## Getting data and basic functions

**This workbook assumes you have a recent public version of ananconda, including 'jupyter lab'.** The .yml file for the specific environment is located in this repo, however it is not required to run any of these workbooks if you are using a current version of ananconda with jupyter lab.

**Links of interest**

Scroll to the section called "Data Wrangling" [Chris Albon python basics](https://chrisalbon.com/#python)

Pandas help [Quick start](https://pandas.pydata.org/pandas-docs/stable/user_guide/10min.html)


**Questions ?** dev@hammerdirt.ch

In [1]:
# workflow and sys
import os
import sys
import requests

# data handling
import pandas as pd
import numpy as np
import datetime as dt
import json


# charting
import seaborn as sns
import matplotlib.pyplot as plt

# location variables, date variables
here = os.getcwd()
today = dt.datetime.today().strftime('%Y-%m-%d')

# create a folder for todays out put:
project_name = 'basic_functions'
todays_project = '{}_{}'.format(today, project_name)
project_directory = '{}/{}'.format(here, todays_project)

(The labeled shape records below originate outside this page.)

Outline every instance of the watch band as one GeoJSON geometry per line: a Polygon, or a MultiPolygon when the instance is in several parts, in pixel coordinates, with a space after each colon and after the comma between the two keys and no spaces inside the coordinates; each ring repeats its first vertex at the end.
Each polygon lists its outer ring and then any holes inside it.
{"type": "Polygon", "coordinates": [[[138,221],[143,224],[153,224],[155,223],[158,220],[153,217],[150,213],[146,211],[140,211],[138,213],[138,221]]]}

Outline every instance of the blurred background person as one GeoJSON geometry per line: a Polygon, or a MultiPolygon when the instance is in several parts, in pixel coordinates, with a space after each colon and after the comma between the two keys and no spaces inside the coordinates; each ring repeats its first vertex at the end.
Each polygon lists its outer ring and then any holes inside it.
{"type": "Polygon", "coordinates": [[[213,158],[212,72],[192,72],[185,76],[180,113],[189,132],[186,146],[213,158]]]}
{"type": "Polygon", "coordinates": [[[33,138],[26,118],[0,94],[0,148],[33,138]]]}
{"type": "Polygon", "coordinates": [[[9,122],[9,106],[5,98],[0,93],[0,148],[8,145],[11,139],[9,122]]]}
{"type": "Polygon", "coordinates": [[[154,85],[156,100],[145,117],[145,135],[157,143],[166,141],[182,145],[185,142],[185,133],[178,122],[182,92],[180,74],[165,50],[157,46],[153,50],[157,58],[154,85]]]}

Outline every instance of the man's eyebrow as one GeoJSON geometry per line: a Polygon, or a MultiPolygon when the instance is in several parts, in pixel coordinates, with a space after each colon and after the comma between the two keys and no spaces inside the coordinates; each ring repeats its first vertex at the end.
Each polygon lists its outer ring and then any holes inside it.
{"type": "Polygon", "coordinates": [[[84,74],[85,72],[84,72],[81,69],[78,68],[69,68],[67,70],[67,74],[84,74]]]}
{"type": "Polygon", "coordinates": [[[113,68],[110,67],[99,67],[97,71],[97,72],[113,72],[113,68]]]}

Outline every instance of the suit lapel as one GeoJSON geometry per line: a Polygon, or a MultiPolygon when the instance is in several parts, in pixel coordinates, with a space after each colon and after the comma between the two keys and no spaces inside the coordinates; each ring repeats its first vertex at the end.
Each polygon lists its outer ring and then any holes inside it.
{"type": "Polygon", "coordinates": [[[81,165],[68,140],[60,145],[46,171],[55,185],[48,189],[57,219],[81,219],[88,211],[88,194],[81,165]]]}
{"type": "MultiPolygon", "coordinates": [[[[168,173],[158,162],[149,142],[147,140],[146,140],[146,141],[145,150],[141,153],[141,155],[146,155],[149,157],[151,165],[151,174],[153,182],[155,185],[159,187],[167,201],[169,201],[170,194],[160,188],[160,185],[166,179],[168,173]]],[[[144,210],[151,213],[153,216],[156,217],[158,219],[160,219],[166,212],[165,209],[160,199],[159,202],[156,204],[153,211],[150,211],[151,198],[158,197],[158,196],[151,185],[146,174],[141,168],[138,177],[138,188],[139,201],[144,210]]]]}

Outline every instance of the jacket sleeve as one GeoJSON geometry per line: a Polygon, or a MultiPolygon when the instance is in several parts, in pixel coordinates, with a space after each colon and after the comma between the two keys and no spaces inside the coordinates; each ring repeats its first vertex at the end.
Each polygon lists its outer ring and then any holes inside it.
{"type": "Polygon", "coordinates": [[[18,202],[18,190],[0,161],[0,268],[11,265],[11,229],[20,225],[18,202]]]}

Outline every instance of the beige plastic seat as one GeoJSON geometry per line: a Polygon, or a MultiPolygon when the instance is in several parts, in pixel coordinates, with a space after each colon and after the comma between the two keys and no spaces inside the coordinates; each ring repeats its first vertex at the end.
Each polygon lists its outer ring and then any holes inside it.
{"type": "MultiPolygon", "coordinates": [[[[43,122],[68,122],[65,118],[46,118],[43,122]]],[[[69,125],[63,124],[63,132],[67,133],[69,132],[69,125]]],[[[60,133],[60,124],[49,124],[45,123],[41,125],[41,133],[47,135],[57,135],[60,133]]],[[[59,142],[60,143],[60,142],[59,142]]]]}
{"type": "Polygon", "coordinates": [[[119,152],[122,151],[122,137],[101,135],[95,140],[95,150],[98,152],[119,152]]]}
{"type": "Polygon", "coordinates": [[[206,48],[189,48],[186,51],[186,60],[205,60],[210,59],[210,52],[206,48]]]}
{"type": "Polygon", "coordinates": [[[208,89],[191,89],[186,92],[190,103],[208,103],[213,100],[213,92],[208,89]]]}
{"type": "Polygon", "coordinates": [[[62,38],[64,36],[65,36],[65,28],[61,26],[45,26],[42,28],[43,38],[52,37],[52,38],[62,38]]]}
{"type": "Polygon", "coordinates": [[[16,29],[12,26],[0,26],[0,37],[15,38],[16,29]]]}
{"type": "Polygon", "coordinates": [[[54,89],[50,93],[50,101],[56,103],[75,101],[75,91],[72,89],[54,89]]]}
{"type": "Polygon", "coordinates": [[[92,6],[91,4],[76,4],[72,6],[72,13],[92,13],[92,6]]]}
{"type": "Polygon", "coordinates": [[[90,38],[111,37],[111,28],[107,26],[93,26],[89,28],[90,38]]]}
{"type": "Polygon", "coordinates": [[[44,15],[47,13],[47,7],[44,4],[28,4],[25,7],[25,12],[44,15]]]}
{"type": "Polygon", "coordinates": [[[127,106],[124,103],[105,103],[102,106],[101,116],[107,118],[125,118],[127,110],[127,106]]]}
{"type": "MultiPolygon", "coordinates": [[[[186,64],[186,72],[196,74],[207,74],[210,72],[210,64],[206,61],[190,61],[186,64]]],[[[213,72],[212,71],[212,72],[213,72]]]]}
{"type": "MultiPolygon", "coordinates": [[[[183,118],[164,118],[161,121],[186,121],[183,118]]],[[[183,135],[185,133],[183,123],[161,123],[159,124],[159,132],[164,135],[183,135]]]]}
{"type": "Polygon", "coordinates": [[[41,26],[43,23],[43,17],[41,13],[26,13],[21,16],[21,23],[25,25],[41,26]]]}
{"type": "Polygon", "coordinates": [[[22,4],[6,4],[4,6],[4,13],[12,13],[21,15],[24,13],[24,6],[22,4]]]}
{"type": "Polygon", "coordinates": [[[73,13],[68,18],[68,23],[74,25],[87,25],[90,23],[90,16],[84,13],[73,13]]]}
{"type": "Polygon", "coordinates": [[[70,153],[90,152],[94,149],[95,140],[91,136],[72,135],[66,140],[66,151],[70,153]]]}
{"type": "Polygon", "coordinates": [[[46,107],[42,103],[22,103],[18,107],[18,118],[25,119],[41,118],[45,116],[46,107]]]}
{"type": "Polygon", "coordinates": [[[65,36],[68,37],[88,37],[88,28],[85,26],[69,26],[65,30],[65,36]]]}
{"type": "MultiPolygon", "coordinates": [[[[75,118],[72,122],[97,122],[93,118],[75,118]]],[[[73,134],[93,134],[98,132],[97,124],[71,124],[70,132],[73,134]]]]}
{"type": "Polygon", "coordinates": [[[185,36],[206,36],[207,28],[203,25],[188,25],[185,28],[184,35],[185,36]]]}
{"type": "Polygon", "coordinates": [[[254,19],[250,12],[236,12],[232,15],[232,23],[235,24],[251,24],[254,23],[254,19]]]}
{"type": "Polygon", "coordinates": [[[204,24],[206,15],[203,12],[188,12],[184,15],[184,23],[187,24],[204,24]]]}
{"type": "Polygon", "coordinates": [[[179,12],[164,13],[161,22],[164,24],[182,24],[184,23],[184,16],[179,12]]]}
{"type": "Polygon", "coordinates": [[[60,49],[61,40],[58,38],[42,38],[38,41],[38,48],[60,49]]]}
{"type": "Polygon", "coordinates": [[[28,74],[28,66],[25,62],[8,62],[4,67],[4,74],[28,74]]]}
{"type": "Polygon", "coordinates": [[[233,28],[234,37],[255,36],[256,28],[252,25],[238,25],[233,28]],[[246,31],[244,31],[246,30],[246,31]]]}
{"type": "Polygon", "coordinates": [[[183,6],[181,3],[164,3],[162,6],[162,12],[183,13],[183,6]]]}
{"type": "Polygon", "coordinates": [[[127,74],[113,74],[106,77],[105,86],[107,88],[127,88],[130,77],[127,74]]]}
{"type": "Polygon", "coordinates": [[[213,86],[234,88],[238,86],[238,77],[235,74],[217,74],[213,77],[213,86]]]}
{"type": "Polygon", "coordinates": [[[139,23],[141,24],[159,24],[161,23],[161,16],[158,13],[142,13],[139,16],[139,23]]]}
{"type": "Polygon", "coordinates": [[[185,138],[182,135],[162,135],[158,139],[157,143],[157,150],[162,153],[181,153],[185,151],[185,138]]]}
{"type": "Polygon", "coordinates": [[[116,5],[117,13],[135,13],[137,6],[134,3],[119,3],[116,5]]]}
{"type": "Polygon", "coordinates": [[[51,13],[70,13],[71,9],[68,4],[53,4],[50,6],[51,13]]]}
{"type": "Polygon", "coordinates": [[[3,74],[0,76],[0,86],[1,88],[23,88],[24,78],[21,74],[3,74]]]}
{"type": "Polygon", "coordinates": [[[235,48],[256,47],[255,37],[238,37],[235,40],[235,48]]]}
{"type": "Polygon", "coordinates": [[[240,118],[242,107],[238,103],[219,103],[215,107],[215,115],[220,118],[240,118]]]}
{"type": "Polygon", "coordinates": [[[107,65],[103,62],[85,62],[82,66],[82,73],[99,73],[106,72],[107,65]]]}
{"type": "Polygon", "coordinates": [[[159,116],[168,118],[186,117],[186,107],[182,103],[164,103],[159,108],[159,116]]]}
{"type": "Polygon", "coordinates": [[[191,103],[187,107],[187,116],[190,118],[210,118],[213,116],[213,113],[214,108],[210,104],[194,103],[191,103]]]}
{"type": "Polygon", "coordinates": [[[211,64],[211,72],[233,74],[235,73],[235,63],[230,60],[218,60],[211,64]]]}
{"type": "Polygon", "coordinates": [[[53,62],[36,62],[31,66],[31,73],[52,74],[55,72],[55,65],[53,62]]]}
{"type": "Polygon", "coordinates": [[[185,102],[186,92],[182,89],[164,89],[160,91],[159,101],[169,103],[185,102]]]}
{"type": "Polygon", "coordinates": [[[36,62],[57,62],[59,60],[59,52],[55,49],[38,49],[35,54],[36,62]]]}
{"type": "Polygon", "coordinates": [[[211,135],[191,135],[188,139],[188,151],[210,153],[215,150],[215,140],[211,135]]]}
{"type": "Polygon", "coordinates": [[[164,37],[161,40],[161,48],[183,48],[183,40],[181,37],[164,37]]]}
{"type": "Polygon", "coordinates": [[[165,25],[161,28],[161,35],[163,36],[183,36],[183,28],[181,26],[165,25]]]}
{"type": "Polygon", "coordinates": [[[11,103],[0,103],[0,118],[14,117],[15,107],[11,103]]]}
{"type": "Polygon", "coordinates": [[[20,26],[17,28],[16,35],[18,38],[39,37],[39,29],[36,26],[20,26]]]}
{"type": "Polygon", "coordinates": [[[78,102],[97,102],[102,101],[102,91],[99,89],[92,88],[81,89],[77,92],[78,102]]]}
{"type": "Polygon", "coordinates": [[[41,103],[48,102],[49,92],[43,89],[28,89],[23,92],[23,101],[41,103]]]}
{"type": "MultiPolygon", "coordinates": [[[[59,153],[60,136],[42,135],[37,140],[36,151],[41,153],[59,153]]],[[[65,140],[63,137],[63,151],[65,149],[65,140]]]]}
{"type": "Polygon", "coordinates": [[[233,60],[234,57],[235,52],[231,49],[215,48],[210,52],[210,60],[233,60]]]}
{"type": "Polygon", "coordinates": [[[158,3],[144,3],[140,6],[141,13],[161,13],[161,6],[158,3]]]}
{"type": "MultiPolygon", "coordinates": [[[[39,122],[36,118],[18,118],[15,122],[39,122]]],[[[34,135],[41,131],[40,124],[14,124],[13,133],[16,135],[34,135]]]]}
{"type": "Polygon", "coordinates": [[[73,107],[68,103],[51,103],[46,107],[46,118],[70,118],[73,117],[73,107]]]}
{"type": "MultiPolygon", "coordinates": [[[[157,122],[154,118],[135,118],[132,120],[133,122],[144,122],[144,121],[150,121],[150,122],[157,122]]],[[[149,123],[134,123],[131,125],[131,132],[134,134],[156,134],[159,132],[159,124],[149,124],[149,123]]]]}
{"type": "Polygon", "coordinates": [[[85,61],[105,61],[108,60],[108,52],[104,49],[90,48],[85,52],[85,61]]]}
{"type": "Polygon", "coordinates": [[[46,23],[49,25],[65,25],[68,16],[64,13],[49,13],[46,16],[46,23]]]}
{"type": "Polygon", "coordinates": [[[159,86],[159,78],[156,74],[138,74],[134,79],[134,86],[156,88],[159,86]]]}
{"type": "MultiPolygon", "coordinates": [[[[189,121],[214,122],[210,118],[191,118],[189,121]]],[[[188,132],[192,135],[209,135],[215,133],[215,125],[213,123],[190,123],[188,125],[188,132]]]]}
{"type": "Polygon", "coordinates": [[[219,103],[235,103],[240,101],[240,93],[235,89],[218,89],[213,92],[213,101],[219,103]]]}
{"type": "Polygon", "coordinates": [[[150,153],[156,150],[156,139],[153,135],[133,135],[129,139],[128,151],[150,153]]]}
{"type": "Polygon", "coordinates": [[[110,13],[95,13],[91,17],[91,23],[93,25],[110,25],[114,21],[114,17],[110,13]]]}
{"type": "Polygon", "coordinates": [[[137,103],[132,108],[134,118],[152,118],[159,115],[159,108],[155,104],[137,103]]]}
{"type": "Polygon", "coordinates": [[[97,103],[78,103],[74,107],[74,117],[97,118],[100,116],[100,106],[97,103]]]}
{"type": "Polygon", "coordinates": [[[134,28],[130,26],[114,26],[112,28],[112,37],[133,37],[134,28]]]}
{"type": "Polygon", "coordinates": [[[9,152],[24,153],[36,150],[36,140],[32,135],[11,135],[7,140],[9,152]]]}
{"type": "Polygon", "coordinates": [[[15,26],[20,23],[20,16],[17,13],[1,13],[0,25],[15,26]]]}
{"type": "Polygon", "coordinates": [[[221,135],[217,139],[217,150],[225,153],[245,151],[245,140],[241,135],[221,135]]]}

if not os.path.exists(project_directory):
    print("Making directory")
    os.makedirs(project_directory)
else:
    print("That project already exists")

That project already exists


### Example one: Get beach data from the api and group the locations

1. Get the data with requests
2. Group locations by lake/river
3. Return the number of locations for each municipality in each region

In [2]:
# 1 get the url or location of the data
location="https://mwshovel.pythonanywhere.com/api/list-of-beaches/swiss/"

# use requests.get()
beaches = requests.get(location).json()

# make a data frame with pandas
df = pd.DataFrame(beaches)

# use the groupby operator from pandas
regions = df.groupby(['water_name', 'city']).location.count()

# get a list of regions
print(F"List of water features with samples = {df.water_name.unique()}")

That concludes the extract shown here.